The impact of decades of state level corruption and mismanagement of public funds began to appear in 2019 when Lebanon inched toward financial downturn, which then tumbled into what the World Bank has called one of the top 10 financial depressions globally since the 1850s. The World Bank likened the country's financial and social regression to that of a post-conflict state.
As a result of Lebanon’s fragile situation, the UN and other allied nations, led by France - Lebanon’s former colonial power - have stepped up efforts to pressure the political class into action.
“The UN with the expertise of UNDP can help Lebanon of course to organize transparent and free elections. In my discussions of course I always mention the fact the elections should take place on time,” Wronecka said.
For 10 months the country’s fate has been in the hands of a caretaker government, as political infighting has hindered the formation of a new government which has only aggravated the crises.
Furthermore, the International Monetary Fund, the US and France, have offered Lebanon financial support to bolster the decaying economy and deliver desperately needed relief to residents, half of whom have been pushed under the poverty line.
But the international community has asserted that unless interventions come from the inside, the political stalemate and mismanagement that has caused the country’s downfall will prevail and risk degrading living conditions further.
“The initiative - I will repeat - the initiative should come from the Lebanese, because it’s about the prosperity of the country, and it’s also about their ownership.

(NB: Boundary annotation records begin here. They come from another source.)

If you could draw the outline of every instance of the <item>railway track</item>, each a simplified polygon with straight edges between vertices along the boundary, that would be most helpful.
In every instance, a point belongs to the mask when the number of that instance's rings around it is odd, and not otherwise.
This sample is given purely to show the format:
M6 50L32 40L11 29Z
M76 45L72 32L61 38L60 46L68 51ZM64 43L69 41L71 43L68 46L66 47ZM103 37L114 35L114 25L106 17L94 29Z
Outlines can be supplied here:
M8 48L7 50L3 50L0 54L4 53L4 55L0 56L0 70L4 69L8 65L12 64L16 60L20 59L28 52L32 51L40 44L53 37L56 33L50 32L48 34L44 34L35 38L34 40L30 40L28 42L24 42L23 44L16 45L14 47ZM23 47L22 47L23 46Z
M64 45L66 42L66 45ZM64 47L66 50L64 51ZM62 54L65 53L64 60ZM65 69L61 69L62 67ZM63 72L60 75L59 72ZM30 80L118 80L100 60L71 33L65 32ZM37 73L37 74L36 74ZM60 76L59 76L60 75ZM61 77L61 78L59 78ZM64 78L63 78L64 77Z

When people feel there is ownership, inclusion ... this will bring real permanent change,” Wronecka stressed.
Some are viewing 2022’s elections as a chance for independent movements to gain traction and potential parliamentary seats, in line with the popular uprising of October 2019 that saw hundreds of thousands of Lebanese call for the ousting of the old sectarian party lines, which many blame for today's crisis.
“In the democratic systems the elections are perceived as a more effective way first of all for citizens to participate in the political life, but also to actually achieve change,” Wronecka said.